• Les rias de Galice

     

     

     

    Ria de CAMARINAS :

     

    On part de la Corogne à 21h30 pour une nuit de navigation qui devrait être calme selon la météo galicienne. A la sortie du port il y a un gros clapot qui nous bouge un peu et on ne peut espérer être abrité par une pointe rocheuse que dans 3h au mieux. Le vent qui devait se calmer se renforce et on prend 1 premier puis un second ris. Devant le yankee a laissé place au solent. Je barre car la houle et le vent avec rafales ne me permettent pas de régler correctement le régulateur d’allure car nous sommes trop proches de la cote.

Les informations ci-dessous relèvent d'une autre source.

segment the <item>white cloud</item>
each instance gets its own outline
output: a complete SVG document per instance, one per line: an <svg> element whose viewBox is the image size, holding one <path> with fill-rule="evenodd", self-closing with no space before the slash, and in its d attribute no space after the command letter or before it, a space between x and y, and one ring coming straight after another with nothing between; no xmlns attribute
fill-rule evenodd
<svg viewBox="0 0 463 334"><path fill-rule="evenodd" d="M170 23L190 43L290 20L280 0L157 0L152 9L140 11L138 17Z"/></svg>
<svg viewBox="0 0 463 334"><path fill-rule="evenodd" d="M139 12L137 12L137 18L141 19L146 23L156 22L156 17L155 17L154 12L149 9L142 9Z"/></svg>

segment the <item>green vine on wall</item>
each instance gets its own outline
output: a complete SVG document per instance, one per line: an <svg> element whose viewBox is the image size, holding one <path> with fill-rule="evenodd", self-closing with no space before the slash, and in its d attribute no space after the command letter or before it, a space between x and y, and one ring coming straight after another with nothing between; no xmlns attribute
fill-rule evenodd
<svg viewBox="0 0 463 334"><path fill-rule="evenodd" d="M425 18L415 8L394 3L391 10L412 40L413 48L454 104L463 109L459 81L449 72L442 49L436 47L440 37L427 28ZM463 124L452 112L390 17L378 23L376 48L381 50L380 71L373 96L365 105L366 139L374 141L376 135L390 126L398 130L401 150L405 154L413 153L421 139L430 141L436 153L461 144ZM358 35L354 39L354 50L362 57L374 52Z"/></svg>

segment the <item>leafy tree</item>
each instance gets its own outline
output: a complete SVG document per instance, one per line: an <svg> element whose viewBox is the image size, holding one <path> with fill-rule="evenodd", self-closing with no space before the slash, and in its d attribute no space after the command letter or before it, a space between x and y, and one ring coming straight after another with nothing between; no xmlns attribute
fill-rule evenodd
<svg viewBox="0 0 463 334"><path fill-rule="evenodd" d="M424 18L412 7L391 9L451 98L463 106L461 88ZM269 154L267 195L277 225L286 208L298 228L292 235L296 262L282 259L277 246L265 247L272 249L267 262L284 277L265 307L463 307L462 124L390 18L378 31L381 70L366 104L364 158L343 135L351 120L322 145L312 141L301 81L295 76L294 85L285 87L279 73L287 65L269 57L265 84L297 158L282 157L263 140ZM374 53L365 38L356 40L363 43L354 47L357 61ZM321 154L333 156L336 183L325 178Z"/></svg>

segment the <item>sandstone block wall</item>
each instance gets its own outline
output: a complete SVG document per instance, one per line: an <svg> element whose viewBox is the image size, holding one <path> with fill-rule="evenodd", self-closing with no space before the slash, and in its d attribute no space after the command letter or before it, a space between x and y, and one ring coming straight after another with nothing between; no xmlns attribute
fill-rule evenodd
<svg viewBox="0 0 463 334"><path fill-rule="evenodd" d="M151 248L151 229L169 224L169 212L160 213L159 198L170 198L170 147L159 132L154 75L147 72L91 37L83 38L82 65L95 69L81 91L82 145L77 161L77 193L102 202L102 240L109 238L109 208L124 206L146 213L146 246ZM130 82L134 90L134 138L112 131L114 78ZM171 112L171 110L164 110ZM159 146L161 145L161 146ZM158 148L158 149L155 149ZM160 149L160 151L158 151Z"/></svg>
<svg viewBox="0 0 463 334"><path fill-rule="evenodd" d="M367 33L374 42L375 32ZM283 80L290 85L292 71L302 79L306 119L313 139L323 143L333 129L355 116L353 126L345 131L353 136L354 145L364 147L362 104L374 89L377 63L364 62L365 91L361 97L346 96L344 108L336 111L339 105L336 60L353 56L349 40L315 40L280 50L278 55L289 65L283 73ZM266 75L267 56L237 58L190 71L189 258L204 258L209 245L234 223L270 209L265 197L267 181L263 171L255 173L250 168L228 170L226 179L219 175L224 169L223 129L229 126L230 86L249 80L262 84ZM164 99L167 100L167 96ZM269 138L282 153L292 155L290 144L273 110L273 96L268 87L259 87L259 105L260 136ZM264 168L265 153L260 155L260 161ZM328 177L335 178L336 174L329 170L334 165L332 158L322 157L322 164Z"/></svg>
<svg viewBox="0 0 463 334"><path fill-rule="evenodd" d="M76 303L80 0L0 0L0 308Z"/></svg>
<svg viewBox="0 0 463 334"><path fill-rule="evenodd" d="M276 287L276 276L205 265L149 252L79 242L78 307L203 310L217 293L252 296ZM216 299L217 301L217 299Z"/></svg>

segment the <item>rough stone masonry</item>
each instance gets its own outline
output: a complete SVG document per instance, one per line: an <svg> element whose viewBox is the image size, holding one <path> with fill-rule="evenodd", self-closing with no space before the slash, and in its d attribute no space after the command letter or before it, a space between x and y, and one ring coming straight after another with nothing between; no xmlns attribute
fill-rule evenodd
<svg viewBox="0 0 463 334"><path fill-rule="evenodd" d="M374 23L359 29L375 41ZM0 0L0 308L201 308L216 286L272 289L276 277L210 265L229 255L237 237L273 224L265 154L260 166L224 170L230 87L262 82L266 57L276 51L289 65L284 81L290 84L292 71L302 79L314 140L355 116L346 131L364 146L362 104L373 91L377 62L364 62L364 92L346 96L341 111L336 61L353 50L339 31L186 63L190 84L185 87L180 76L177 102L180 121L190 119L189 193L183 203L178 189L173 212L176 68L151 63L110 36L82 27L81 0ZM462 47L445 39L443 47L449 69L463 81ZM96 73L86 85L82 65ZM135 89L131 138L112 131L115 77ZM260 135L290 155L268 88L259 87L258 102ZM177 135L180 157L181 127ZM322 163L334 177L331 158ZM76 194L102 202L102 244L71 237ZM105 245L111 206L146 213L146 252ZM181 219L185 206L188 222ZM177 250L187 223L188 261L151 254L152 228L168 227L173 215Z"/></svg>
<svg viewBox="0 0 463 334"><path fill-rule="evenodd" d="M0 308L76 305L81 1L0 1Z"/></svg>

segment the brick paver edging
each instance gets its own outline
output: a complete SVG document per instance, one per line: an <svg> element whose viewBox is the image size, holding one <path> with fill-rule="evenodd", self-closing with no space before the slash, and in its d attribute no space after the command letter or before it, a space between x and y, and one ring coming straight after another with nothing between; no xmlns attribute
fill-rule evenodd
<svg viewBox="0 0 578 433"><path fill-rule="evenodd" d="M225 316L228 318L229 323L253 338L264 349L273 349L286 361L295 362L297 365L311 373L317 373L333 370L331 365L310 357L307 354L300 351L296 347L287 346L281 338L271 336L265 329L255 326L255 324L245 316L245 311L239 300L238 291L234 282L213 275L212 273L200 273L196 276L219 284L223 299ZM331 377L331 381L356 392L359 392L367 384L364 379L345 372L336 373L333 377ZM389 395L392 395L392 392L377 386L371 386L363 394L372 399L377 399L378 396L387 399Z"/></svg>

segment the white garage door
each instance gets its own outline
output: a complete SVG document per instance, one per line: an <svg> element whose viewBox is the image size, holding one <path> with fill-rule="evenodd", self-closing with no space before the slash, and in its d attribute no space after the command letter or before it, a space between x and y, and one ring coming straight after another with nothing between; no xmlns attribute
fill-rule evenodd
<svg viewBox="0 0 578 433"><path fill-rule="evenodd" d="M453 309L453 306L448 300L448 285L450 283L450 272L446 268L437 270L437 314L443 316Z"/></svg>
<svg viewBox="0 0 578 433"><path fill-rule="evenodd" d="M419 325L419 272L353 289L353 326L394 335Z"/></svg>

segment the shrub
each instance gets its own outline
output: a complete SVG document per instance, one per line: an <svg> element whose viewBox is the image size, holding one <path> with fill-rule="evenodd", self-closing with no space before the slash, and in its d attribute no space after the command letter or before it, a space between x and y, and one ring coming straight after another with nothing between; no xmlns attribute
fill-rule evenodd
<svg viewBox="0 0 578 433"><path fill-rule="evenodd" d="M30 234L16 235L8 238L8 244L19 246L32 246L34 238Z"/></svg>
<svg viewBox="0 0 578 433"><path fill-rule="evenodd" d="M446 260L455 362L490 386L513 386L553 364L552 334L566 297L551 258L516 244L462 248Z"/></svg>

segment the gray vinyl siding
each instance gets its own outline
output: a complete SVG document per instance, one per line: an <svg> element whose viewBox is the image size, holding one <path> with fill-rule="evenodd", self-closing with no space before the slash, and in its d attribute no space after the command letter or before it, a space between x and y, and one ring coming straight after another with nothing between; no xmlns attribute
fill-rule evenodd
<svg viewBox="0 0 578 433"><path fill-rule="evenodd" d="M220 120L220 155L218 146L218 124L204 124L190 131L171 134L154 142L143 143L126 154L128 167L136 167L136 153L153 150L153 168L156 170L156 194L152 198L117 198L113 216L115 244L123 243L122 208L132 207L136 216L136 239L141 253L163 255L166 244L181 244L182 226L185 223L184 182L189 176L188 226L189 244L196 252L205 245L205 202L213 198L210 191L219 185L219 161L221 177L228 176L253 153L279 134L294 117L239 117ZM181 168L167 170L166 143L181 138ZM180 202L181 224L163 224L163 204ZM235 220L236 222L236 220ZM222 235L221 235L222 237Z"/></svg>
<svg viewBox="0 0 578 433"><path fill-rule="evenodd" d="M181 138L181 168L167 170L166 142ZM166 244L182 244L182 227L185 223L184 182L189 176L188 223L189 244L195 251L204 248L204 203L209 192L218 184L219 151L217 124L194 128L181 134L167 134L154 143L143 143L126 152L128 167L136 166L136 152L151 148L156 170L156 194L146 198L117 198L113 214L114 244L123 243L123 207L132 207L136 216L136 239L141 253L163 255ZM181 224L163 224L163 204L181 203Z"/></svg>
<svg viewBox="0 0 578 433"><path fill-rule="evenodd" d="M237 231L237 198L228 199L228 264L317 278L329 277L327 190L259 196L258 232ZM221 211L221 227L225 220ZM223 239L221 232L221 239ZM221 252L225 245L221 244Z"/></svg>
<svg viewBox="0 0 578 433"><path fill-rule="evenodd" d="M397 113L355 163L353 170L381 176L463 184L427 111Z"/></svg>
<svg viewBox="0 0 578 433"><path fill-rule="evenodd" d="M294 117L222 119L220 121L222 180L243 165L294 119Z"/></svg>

Cela soufflera toute la nuit et nous ne verrons l’accalmie qu’à l’approche de la ria. A l’intérieur c’est le calme plat.

    Les rias de Galice

     

     

     

    L’abri est superbe : plages de sable blanc, conifères qui descendent au ras de l’eau, village aux maisons colorées mais l’eau est à 14.1° !! Pas d’avaries à déplorer. On passe la journée à se reposer car le vent qui souffle à nouveau très fort nous ôte toute envie d’aller à terre. On décide de rester à l’ancre ce soir et de décoller assez tôt le lendemain.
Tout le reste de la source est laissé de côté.